How can I take what i’ve learned so far forward and put it into practice?
Objectives
Understand HPC best practice
Know what steps are needed to use Bert for research
HPC Best Practice
When you start using the machines in your own research, bear the following points in mind:
- Don’t run jobs on login nodes
- Don’t run too many jobs at once.
- Don’t use all the disk space on scratch. Don’t leave old files on there.
- Request data you want stored long term to be transferred to the archive. You will still have read-only access to it.
- Try to use all the cores on a node, especially if you take the node exclusively. Sometimes with large memory jobs this isn’t possible.
- Make jobs that last at least a few minutes, lots of small jobs creates excess load on the scheduler. Use something like GNU Parallel to make each Slurm job do several things.
Again, working on a cluster is working in a big sandbox, with people of all ages and skills. So it is important to work carefully and be considerate. These pages from Harvard University discuss some more detail about common pitfalls and fair use on HPC systems.
Common Pitfalls Fair Use/Responsibilities:
Supercomputing Wales Research Software Engineers
While this training course is aimed at giving you enough experience and knowledge to get started, it can’t cover all possible use cases.
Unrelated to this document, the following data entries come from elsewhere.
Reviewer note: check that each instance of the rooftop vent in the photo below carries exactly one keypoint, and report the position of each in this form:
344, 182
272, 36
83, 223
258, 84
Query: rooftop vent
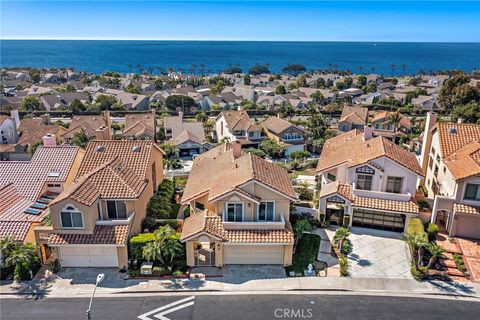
54, 174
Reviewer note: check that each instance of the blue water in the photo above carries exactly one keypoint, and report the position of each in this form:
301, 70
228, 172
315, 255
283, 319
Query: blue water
125, 56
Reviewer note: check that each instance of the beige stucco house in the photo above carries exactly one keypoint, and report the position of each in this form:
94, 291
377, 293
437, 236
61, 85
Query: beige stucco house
451, 162
105, 205
240, 210
367, 182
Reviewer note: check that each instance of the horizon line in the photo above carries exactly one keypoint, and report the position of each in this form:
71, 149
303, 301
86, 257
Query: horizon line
232, 40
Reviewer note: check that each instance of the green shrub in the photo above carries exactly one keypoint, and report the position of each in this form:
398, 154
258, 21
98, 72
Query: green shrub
137, 243
423, 204
54, 266
432, 231
415, 226
344, 266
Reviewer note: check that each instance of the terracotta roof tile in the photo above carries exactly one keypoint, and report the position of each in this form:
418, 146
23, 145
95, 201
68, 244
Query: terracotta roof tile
462, 208
210, 223
371, 203
115, 235
352, 149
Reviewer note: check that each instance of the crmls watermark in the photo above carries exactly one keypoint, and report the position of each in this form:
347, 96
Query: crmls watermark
293, 313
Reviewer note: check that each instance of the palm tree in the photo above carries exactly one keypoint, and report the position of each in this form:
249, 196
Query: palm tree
395, 119
436, 251
340, 236
151, 251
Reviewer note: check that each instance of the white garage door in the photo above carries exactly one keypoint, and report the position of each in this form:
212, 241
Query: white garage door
253, 254
85, 256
The Research Software Engineers who have written and delivered today’s training also work with individual researchers and research groups to advise and assist on making optimal use of the available facilities. Things that they can provide assistance with include:
- Converting existing software to run on the HPC system
- Optimising code to run more efficiently on HPC systems
- Writing new software
- Helping with training, on-boarding and project development
If you feel you’d benefit from more bespoke support from your local RSE team, then speak to one of them before you leave and they will let you know the best way to proceed.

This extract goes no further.